Depois do “Sim”: o que acontece após um transplante?

Portugal é um dos países líderes em transplantes per capita (3.º país a nível mundial), tendo, por isso, a responsabilidade de o ser também na gestão das suas complicações. Podemos transformar a forma como esta patologia é abordada através de uma abordagem multidisciplinar e da educação dos doentes, garantindo assim um diagnóstico precoce. Os últimos Dados da Atividade Nacional da Doação e Transplantação de Órgãos indicam que, em 2024, realizaram-se 932 transplantes, com o rim a ser o órgão mais transplantado. Além disso, registou-se um “recorde histórico” de 1156 órgãos colhidos, dos quais 1083 foram de dador falecido.
No dia 20 de julho assinala-se o Dia Nacional da Doação de Órgãos e da Transplantação, um dia de gratidão e uma oportunidade para recordar que, por trás de cada vida salva, há um gesto de generosidade imensa — o “sim” de alguém que decidiu dar uma parte de si para que outra pessoa pudesse continuar a viver. Mas há algo que nem sempre se diz: o transplante não é o fim da história. É o início de uma nova etapa e, por vezes, essa etapa traz desafios inesperados.
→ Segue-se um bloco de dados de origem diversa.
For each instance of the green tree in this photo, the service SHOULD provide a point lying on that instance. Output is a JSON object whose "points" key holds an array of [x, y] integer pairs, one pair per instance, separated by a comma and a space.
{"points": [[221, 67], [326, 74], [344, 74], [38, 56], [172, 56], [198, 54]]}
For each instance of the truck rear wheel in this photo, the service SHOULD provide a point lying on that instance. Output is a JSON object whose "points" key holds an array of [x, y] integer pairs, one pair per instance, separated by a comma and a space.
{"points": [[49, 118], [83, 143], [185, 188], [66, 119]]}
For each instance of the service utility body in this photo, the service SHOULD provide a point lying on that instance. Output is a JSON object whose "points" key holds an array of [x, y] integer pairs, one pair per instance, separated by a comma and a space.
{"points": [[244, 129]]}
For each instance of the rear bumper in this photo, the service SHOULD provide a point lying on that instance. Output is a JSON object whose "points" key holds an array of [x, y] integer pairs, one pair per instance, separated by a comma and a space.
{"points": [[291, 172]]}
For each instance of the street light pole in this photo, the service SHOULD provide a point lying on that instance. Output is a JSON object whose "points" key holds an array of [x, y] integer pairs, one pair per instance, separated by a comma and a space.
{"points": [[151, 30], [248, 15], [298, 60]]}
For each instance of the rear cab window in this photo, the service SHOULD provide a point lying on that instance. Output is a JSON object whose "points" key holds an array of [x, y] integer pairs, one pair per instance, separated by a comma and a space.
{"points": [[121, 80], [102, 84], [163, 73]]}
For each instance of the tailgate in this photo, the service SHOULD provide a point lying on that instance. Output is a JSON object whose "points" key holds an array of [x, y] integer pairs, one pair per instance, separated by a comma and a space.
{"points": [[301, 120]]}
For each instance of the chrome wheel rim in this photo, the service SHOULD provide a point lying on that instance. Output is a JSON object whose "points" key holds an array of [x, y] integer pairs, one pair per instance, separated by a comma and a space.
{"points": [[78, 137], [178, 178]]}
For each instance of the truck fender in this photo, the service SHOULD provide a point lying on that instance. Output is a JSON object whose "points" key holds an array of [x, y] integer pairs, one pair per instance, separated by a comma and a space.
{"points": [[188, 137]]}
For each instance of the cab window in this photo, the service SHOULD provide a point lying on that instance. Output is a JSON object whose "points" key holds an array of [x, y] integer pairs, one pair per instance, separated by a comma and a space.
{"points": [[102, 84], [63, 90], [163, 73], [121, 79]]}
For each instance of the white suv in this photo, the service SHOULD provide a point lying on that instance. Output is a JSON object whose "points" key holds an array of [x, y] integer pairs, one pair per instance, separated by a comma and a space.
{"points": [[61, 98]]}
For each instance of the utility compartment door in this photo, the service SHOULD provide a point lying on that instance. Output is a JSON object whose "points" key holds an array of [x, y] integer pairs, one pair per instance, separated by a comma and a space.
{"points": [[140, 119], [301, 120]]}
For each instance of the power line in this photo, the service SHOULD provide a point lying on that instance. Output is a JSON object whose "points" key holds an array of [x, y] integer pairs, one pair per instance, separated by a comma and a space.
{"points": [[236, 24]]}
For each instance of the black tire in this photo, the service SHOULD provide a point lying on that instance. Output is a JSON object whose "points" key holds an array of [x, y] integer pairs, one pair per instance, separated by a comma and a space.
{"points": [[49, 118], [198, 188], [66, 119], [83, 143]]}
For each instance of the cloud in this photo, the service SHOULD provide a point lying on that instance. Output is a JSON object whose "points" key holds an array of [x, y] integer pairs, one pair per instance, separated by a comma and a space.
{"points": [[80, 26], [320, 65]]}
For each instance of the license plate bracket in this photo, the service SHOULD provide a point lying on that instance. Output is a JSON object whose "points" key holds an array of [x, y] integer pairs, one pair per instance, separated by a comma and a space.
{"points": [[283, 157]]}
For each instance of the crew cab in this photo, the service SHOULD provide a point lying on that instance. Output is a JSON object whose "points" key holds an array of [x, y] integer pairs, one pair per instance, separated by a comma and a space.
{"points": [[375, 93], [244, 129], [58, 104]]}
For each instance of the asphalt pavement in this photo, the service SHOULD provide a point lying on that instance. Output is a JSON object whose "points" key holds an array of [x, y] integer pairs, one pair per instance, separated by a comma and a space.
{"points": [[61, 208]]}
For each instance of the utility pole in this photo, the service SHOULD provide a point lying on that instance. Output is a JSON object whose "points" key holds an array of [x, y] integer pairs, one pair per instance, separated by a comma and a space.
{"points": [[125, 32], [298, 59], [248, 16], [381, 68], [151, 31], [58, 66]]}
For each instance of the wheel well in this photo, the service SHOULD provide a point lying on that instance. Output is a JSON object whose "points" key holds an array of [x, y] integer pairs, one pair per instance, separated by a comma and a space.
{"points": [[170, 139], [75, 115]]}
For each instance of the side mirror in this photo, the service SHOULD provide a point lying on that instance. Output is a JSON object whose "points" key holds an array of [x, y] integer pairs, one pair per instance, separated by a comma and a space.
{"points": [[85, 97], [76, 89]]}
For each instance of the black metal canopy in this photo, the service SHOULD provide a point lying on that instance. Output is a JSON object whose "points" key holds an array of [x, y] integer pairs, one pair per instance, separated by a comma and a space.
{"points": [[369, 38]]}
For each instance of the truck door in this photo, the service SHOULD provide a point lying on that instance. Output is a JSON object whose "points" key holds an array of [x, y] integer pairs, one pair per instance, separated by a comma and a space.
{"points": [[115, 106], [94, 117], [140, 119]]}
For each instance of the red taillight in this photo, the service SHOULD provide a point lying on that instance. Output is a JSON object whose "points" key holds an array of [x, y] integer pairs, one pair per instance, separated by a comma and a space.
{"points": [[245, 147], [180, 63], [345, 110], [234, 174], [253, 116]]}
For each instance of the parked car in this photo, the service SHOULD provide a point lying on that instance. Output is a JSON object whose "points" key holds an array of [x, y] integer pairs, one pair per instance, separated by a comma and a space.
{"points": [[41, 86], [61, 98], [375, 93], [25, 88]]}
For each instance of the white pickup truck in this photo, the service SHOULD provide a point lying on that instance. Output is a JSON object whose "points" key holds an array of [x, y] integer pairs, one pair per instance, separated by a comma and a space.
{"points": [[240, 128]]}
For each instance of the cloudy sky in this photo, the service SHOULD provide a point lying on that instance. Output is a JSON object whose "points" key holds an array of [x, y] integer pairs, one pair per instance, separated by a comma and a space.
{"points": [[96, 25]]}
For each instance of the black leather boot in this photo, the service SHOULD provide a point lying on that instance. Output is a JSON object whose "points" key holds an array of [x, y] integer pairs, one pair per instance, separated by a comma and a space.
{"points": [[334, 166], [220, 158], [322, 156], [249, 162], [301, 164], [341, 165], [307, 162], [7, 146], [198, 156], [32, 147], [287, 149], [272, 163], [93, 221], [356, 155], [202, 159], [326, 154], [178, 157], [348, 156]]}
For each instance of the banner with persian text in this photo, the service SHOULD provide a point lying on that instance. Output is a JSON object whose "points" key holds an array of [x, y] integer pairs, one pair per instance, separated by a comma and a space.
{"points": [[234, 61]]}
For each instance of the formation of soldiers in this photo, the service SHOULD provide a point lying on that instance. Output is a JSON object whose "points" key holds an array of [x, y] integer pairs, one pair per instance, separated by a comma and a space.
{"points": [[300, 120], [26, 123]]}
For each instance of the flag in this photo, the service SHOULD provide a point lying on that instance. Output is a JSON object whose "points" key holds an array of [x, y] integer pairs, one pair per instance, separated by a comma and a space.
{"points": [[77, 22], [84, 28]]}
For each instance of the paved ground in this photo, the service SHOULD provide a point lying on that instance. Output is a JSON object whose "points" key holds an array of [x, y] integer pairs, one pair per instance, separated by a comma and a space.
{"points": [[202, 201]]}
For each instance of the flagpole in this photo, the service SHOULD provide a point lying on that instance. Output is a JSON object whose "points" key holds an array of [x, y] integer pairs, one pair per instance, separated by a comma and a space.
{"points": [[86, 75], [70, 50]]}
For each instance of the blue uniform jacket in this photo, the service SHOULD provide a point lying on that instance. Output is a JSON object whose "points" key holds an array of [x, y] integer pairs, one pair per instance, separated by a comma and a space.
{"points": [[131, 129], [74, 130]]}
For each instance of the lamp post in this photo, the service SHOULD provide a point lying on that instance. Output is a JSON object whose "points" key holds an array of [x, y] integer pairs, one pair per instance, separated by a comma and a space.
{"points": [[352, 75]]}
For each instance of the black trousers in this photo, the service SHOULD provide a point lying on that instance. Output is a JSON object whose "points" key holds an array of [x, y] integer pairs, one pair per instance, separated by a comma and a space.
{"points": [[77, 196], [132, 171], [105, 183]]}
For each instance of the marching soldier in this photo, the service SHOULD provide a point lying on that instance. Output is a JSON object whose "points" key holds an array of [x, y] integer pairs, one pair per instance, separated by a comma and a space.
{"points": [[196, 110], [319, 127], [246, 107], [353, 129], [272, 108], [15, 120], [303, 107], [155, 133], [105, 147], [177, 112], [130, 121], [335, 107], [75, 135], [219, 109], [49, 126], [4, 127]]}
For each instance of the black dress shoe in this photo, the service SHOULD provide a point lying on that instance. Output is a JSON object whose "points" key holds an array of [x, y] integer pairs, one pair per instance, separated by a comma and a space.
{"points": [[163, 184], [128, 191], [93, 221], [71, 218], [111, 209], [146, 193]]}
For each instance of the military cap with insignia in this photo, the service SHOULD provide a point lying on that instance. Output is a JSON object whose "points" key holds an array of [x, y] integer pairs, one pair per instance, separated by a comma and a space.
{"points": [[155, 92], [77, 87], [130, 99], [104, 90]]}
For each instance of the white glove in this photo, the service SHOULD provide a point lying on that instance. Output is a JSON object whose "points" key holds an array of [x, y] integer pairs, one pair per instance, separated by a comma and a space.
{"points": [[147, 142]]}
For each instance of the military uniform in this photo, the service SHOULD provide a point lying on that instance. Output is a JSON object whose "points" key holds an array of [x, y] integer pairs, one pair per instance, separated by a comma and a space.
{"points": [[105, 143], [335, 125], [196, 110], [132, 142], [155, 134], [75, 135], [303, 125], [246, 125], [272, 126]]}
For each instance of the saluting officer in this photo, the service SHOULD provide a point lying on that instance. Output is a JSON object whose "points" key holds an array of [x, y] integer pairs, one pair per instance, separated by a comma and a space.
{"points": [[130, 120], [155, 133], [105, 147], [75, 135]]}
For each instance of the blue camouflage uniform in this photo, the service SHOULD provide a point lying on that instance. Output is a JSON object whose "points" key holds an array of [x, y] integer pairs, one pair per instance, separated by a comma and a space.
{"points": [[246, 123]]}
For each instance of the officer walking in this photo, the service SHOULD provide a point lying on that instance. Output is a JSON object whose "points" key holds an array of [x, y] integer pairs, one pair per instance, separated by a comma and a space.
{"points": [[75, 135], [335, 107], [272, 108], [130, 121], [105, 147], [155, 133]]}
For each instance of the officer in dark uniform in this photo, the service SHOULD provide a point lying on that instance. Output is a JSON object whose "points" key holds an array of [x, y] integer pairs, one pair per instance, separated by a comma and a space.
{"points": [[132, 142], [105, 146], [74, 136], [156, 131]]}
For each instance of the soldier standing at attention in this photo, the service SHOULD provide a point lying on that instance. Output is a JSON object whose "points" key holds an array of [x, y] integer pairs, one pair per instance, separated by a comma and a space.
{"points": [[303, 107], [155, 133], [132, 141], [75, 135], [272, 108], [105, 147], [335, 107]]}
Quando falamos de transplantes, pensamos em esperança. E com razão. Em Portugal, milhares de pessoas já tiveram uma segunda oportunidade graças à dádiva de órgãos, ou de células hematopoiéticas (sangue ou medula óssea). Mas o sucesso de um transplante não se mede apenas no momento da intervenção. Mede-se nos dias, meses e anos que se seguem. No caso de doentes que recebem um transplante de medula óssea o corpo pode reagir de forma inesperada. Uma das complicações mais graves é a doença do enxerto contra o hospedeiro (DECH), uma condição em que as células doadas, em vez de se integrarem, atacam o organismo do recetor, como se o novo sistema imunitário não reconhecesse o corpo como amigo e começasse a combatê-lo. A DECH pode afetar a pele, o fígado, o intestino e outros órgãos, afetando a capacidade de realização de atividades diárias, criando angústia psicológica e prejudicando a qualidade de vida. Pode surgir pouco tempo após o transplante ou, em alguns casos, meses mais tarde e, embora existam tratamentos, esta continua a ser uma das principais causas de complicações e mortalidade após o transplante de medula, onde persistem necessidades médicas de tratamento não satisfeitas. É por isso que o acompanhamento médico contínuo é tão importante. O transplante é um marco, mas não é um ponto final. É uma vírgula numa história que precisa de cuidados, vigilância e apoio.
Neste Dia do Dador de Transplante, queremos agradecer a cada pessoa que disse “sim”. Mas também queremos lembrar que o compromisso com os doentes transplantados não termina aquando da infusão das células. É preciso continuar a investir na investigação, no acesso a cuidados especializados e na sensibilização da sociedade. Porque ser dador é dar vida — e confiar que essa vida será cuidada.
Cada transplante é uma ponte entre a generosidade e a ciência. É uma ponte entre quem dá e quem recebe, entre a esperança e a realidade, mas é também um compromisso com o futuro. Um futuro onde todos os que recebem uma nova oportunidade possam vivê-la plenamente, com saúde e dignidade.
Hoje celebramos os dadores e renovamos o nosso compromisso com todos os que continuam a lutar, mesmo depois do “sim”.